Because Boudin’s father is a jailbird, that means he wants others who have violated the law to be set free. He is using the mass hysteria from the pandemic as a pretense to set forth these lax criminal justice policies.

“According to the Prison Policy Initiative, almost 2.3 million people are incarcerated in this country. In jails, prisons, juvenile halls and immigration detention centers, they are trapped in close quarters in no way designed to shield them from a deadly virus,” Boudin wrote.

“Social distancing in densely populated cell blocks is impossible. Jail and prison inmates lack basic hygiene items, like sanitizer and masks. The daily churn of detainees and staff creates tremendous risk of an epidemic within the pandemic,” he added.

Boudin’s solution is to take these people who are disproportionately at risk to have coronavirus and free them so they can take their germs to infect the broader community. This is social justice at work, he argues.

“For decades, criminal justice policy has been driven by the sometimes realistic fear that any person released could commit a heinous crime. But data show that allowing such fears to override all other concerns is shortsighted,” he wrote.

“Locking up millions of people destroys families and communities; bankrupts local governments; tends to increase, not decrease, crime rates; and too often provides only cold comfort to victims.

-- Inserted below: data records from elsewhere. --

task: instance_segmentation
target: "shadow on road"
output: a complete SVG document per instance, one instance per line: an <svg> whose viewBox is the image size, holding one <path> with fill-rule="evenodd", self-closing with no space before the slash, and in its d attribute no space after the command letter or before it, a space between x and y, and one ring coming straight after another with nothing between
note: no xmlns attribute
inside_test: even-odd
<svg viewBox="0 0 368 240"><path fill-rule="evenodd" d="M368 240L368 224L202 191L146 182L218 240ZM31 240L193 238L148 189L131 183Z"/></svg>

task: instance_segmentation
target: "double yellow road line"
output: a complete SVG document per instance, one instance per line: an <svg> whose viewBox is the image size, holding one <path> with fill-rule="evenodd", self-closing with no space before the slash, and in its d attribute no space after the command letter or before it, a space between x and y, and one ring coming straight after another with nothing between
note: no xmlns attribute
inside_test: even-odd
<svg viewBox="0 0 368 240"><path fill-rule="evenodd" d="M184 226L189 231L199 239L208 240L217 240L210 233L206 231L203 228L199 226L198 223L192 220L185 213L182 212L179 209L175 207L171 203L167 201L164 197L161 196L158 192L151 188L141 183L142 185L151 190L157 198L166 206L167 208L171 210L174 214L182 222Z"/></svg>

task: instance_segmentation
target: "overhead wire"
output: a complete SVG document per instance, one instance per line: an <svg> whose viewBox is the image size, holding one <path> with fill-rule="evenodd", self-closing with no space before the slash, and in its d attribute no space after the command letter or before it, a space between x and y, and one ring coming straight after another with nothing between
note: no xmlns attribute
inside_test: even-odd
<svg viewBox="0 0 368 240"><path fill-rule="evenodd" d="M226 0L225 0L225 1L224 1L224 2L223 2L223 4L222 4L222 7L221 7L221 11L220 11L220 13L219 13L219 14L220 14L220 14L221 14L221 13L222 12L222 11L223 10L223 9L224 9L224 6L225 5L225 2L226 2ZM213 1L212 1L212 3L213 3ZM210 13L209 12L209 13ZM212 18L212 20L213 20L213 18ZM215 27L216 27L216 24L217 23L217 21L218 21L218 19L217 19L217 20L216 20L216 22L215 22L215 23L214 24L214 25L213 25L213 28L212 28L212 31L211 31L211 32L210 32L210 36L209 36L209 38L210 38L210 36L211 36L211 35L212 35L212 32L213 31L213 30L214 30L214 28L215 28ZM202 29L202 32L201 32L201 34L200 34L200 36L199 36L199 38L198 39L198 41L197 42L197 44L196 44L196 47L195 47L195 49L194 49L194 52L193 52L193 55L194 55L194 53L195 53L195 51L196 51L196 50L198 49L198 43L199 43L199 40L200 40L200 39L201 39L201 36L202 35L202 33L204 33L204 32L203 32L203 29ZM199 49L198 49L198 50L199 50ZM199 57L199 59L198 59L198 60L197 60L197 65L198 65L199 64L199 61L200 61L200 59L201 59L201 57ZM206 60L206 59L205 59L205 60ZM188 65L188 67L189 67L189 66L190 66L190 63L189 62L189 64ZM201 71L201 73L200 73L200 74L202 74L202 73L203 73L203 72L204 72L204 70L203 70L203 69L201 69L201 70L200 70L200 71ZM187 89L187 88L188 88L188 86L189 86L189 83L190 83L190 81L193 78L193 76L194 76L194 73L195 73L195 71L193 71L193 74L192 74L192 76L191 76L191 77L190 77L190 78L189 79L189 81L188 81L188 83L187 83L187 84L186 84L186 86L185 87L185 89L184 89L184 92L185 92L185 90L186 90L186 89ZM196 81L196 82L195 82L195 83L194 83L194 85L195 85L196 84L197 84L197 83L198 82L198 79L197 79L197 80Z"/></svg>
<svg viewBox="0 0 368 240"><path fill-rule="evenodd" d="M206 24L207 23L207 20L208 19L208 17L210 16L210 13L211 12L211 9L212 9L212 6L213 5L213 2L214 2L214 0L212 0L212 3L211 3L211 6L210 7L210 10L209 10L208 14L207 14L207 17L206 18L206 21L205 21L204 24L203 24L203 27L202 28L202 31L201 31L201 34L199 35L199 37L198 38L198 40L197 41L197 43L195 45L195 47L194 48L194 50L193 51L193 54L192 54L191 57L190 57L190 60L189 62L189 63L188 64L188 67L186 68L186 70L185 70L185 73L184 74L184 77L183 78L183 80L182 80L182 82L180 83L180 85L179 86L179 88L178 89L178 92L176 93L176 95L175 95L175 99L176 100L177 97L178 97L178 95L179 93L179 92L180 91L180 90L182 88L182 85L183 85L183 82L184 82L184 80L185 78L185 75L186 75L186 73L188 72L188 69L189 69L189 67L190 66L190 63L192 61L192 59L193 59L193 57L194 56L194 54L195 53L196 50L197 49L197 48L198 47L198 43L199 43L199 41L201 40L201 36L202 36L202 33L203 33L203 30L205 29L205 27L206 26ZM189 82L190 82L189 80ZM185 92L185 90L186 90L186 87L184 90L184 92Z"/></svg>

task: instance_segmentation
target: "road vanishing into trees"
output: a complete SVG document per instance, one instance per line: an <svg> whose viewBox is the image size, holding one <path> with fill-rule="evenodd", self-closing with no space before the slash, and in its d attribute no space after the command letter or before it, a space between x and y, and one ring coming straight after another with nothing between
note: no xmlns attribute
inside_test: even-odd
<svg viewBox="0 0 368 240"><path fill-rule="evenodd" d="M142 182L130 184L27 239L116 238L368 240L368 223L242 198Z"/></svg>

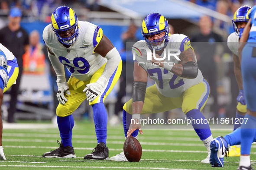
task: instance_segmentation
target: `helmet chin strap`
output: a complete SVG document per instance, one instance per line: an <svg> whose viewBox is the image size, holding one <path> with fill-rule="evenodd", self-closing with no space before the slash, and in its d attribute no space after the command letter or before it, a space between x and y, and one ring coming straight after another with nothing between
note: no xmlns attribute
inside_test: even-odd
<svg viewBox="0 0 256 170"><path fill-rule="evenodd" d="M162 49L162 48L161 48L161 47L163 47L165 45L165 38L163 40L163 42L162 44L160 44L159 45L153 45L154 48L156 49L156 51L159 51Z"/></svg>

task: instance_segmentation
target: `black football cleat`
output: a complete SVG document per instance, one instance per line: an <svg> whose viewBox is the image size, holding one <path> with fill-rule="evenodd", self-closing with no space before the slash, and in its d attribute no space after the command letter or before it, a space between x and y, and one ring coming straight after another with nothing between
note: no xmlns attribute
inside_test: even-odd
<svg viewBox="0 0 256 170"><path fill-rule="evenodd" d="M108 148L104 142L97 144L91 154L87 154L84 157L84 159L108 160Z"/></svg>
<svg viewBox="0 0 256 170"><path fill-rule="evenodd" d="M54 151L45 152L43 154L44 157L75 157L74 148L70 146L64 147L62 142L57 141L59 147Z"/></svg>

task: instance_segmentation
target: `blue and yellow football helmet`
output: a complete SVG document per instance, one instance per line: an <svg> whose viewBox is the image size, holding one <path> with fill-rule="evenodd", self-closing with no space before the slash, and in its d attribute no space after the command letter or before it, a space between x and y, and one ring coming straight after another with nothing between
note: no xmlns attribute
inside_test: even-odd
<svg viewBox="0 0 256 170"><path fill-rule="evenodd" d="M7 70L7 58L5 54L0 49L0 66Z"/></svg>
<svg viewBox="0 0 256 170"><path fill-rule="evenodd" d="M56 8L52 14L52 28L56 34L57 38L62 43L73 44L78 35L78 20L75 11L67 6L60 6ZM71 36L63 38L59 33L74 28L75 33Z"/></svg>
<svg viewBox="0 0 256 170"><path fill-rule="evenodd" d="M141 33L149 47L159 50L164 47L169 41L169 28L168 22L164 16L159 13L151 13L148 15L142 22ZM160 38L153 40L148 39L148 35L163 31L165 31L165 34ZM156 45L158 42L160 42L160 44Z"/></svg>
<svg viewBox="0 0 256 170"><path fill-rule="evenodd" d="M239 35L240 38L241 38L244 28L237 28L237 22L248 22L249 20L248 14L250 11L250 9L252 7L248 5L243 5L238 8L234 14L233 19L232 20L233 28L235 30L236 34Z"/></svg>

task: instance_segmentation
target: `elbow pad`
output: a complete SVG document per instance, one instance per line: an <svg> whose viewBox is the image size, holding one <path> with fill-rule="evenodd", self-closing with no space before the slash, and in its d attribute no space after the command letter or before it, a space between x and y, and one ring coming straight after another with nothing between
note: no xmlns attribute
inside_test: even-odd
<svg viewBox="0 0 256 170"><path fill-rule="evenodd" d="M133 90L133 102L141 101L144 102L147 82L134 82Z"/></svg>
<svg viewBox="0 0 256 170"><path fill-rule="evenodd" d="M190 61L182 65L183 71L181 77L186 79L194 79L198 73L198 67L196 63Z"/></svg>

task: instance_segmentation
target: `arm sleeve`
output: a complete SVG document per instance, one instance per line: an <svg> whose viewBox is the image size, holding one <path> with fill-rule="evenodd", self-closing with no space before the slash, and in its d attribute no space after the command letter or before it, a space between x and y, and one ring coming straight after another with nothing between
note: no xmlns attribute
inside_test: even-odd
<svg viewBox="0 0 256 170"><path fill-rule="evenodd" d="M102 74L99 78L100 79L104 80L105 83L107 82L118 66L121 61L121 57L116 47L114 47L107 53L105 58L107 61Z"/></svg>
<svg viewBox="0 0 256 170"><path fill-rule="evenodd" d="M65 71L64 69L64 66L60 62L58 59L55 56L51 54L48 51L48 57L49 59L52 63L52 67L57 75L57 85L60 88L62 84L65 83L66 78L65 77Z"/></svg>

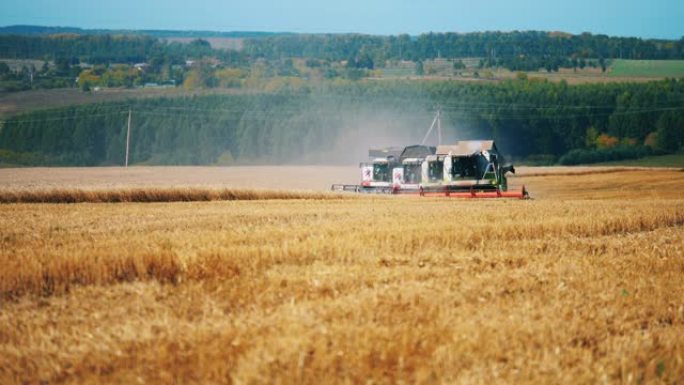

The pandemic is further evidence that mass incarceration can be a threat, not a boon, to public safety,” he added.

Last month, it was reported that San Francisco had already freed nearly half of their total inmate population:

The number of incarcerated people in San Francisco County jails has been reduced by nearly 50% since January 21, as non-violent offenders are released to prevent the spread of the coronavirus.

San Francisco’s jail population fell to 766 inmates over weekend, down from 1,238 on January 21, according to a tweet by San Francisco District Attorney Chesa Boudin…

San Francisco isn’t the only locale turning to early releases of prisoners in an effort to avoid outbreaks in jails. A mass release of California inmates is being considered as the number of confirmed cases within the state’s prisons reached 13 as of Saturday, as Politico reports.

And New York’s Rikers Island is among the few prisons in the US that are releasing high-risk inmates over the age of 70, with the exception of those charged with domestic violence or sexual offense.

“Balancing the risks and costs of incarceration versus release isn’t just about keeping incarcerated people safe; it is about our mutual survival,” Boudin concluded.

The far-left is not letting the coronavirus pandemic go to waste, and they are exploiting the panic to get potentially dangerous criminals let loose on the streets.